Nuestra idea es cruzar el parque en dirección al cementerio Yanaka, que parece rodeado de templos y coincide con la zona que, creemos, tiene casas tradicionales.

Equipo de limpieza/jardinería del parque. Edad media: 130 años

El parque parece enorme en los mapas, pero se cruza en un momento (si no te paras en el zoo que tiene). Además, pudimos visitar un pequeño templo y una pagoda de cinco pisos. La pagoda era originalmente budista, pero para evitar que la derruyeran durante el periodo Meiji, la declararon sintoísta y movieron las estatuas de buda que la custodiaban a otras localizaciones. Como curiosidad, esta pagoda ha sobrevivido tanto al Gran Terremoto de Kanto como a la Segunda Guerra Mundial.

La pagoda del parque de Ueno

En el templo había una pequeña llama encendida en un monumento a la paz. El origen de la llama es curioso. Tras la bomba de Hiroshima, un hombre volvió a su casa y encontró parte de ella todavía en llamas. Guardó la llama y la mantuvo encendida como señal de su rencor, pero con el paso del tiempo, se convirtió en un símbolo para recordar lo que sucedió y lo que nunca debería volver a pasar.

Años después, se encendió una nueva llama de las chispas surgidas al chocar dos tejas de las ruinas de Nagasaki. Ambas llamas se fusionaron y se conservaron como una sola. De esa llama central se han separado dos o tres y llevado a distintos lugares donde se recuerda el evento y se reza por la paz. Este templo en el Parque de Ueno es uno de ellos.

La llama de la paz (o, vamos, de no tirar bombas atómicas)

Tras caminar bastante empezamos, efectivamente, a ver casas más tradicionales (o simplemente más viejas). Una de las curiosidades de esta zona de Ueno es que está llena de pequeños templos “urbanos”… con sus correspondientes cementerios, lo que viene a significar que hay varios vecinos que viven pared con pared con una tumba. Cada uno de estos templos-cementerios parece tener una tumba de alguien importante: samuráis famosos, filósofos, políticos, etc. No estamos seguros de si fue primero la tumba o el templo.

Tras patearnos las calles un buen rato más, llegamos al cementerio Yanaka al que nos dirigimos y, sorpresa, sorpresa, eso es todo lo que es: un cementerio grande. No pasamos mucho tiempo allí y nos dirigimos a una estación cercana con la intención de seguir nuestra ruta.

Descansando en paz.

Como parece que sucede a menudo en Japón, ¡un templo salvaje apareció!. En este caso, uno budista con una gran estatua de bronce de buda.
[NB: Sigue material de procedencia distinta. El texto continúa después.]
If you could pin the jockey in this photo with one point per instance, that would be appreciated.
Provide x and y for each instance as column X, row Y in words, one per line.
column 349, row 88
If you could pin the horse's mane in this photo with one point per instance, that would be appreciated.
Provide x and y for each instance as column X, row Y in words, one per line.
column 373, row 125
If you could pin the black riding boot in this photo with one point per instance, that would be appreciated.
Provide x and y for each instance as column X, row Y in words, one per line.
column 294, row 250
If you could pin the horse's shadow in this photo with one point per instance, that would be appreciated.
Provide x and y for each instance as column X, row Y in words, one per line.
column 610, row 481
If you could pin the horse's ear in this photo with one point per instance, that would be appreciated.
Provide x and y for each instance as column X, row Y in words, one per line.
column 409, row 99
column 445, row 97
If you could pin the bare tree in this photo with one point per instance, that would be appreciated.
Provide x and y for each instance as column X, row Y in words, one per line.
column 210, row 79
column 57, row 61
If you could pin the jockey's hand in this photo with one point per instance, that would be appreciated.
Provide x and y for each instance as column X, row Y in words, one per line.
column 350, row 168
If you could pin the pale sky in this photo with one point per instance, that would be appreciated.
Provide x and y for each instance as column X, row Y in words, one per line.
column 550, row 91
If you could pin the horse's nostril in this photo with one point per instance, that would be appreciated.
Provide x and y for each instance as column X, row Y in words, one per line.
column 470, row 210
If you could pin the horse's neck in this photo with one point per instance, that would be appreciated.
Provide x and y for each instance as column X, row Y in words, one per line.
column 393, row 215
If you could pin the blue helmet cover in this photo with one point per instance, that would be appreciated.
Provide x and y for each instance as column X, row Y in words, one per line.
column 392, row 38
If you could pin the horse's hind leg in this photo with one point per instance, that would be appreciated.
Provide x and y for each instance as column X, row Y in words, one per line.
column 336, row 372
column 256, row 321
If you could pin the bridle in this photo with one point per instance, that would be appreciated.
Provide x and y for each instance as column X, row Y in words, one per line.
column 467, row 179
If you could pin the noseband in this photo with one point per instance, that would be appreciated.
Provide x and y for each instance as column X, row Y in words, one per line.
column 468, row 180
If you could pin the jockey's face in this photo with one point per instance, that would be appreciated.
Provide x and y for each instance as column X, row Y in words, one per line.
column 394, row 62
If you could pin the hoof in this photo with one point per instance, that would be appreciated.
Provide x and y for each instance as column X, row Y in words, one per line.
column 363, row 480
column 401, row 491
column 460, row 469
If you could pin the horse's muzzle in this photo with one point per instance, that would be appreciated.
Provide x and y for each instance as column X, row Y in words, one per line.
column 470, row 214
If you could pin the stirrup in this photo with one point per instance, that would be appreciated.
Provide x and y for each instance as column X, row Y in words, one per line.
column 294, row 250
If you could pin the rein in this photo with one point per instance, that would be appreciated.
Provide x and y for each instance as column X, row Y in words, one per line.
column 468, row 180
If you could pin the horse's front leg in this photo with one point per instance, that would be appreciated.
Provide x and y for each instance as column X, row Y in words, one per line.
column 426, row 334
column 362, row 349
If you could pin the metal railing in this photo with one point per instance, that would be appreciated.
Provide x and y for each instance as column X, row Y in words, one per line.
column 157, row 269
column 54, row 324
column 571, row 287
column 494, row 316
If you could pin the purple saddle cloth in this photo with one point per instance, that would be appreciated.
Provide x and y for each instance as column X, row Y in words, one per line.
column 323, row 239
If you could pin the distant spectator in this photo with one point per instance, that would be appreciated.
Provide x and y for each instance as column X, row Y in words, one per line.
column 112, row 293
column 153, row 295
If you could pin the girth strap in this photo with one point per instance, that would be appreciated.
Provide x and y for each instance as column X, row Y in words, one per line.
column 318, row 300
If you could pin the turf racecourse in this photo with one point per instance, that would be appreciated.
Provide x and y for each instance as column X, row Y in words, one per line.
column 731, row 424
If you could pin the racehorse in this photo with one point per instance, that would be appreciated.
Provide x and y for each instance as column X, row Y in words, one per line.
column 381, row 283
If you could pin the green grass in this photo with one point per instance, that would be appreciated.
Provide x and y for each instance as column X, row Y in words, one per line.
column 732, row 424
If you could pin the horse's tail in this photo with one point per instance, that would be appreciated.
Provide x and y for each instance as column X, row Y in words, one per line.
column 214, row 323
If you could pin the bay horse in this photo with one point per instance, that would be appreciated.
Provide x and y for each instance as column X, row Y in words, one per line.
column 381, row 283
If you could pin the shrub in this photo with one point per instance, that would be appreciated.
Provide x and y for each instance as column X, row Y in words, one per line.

Leyendo los cartelitos, descubrimos que es una de las dos estatuas que se retiraron de la pagoda del parque.

Visitando a Buda

Nos subimos al tren de vuelta a la estación de Ueno, porque se nos ha olvidado visitar un sitio interesante, la calle Ameyoko (o Ameya-Yokocho), una calle-mercado.

Se ve que todo el mundo opina como nosotros, porque la calle es ahora extremadamente turística, con tiendas y puestos que venden comida, ropa y regalos a precios exorbitados… mezclándose con algunos establecimientos originales que venden la misma comida a la mitad del precio. Curioso.

Entre estas tiendas, encontramos una pequeña tienda de kimonos con el dependiente (un señor mayor) dormido en una silla plegable. Tiene buena pinta y, después de chapurrear como bien podemos (el señor no habla nada de inglés), nos compramos sendos yukatas para usar durante los festivales a los que asistiremos más adelante.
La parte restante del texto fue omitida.